Manter a única fonte da verdade é fundamental no paradigma IaC, dado que de outro modo é inviável a gestão da infraestrutura se há discrepâncias entre os dados armazenados nela e a configuração real da rede.
Pelos motivos anteriores, estabelecer de forma completa o paradigma IaC e uma infraestrutura complexa de comunicações é praticamente uma utopia hoje em dia. Se for completamente orientadas a SDN, como ACI de Cisco, que até tem um acordo com Hashicorp, empresa líder em IaC com a sua ferramenta Terraform. Neste tipo de redes há elementos centralizados (controladores) que conhecem o estado completo da rede e têm API´s que permitem uma fácil interação com eles.
Então, será possível utilizar o paradigma IaC em redes complexas de comunicações? A resposta é que alterar completamente o modelo de operação é muito complexo, mas é factível avançar para ele.
A estratégia para implantar o IaC em redes de comunicações passaria por seleccionar parte da configuração para os incluir dentro do paradigma.

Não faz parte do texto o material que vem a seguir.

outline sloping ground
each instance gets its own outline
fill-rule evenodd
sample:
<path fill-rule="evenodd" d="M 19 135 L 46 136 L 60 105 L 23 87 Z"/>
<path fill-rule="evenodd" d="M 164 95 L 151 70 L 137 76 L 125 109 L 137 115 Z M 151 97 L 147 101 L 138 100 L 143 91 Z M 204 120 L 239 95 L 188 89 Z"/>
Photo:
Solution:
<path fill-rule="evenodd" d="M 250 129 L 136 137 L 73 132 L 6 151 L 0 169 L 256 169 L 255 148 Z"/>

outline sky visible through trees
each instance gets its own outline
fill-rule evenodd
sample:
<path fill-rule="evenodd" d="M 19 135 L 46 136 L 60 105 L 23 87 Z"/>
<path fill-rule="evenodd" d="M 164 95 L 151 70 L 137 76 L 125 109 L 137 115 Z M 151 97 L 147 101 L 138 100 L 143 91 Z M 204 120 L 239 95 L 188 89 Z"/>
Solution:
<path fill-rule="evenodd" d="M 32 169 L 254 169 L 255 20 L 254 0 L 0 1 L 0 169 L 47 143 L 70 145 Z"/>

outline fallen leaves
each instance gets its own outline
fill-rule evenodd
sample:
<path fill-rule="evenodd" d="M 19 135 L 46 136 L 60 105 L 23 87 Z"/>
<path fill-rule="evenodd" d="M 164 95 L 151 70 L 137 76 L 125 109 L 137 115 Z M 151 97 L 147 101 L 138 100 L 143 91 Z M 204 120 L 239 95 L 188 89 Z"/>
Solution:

As primeiras partes que se podem incluir e que são um quick win real são as relacionadas com a gestão do equipamento:
- Configuração de SNMP;
- Configuração de NTP;
- Configuração de SYSLOG;
- Configuração do acesso ao próprio equipamento;
Este tipo de configuração costuma ser comum a todos os equipamentos e centralizar esta informação para que a rede esteja sempre no estado desejado é relativamente fácil de conseguir.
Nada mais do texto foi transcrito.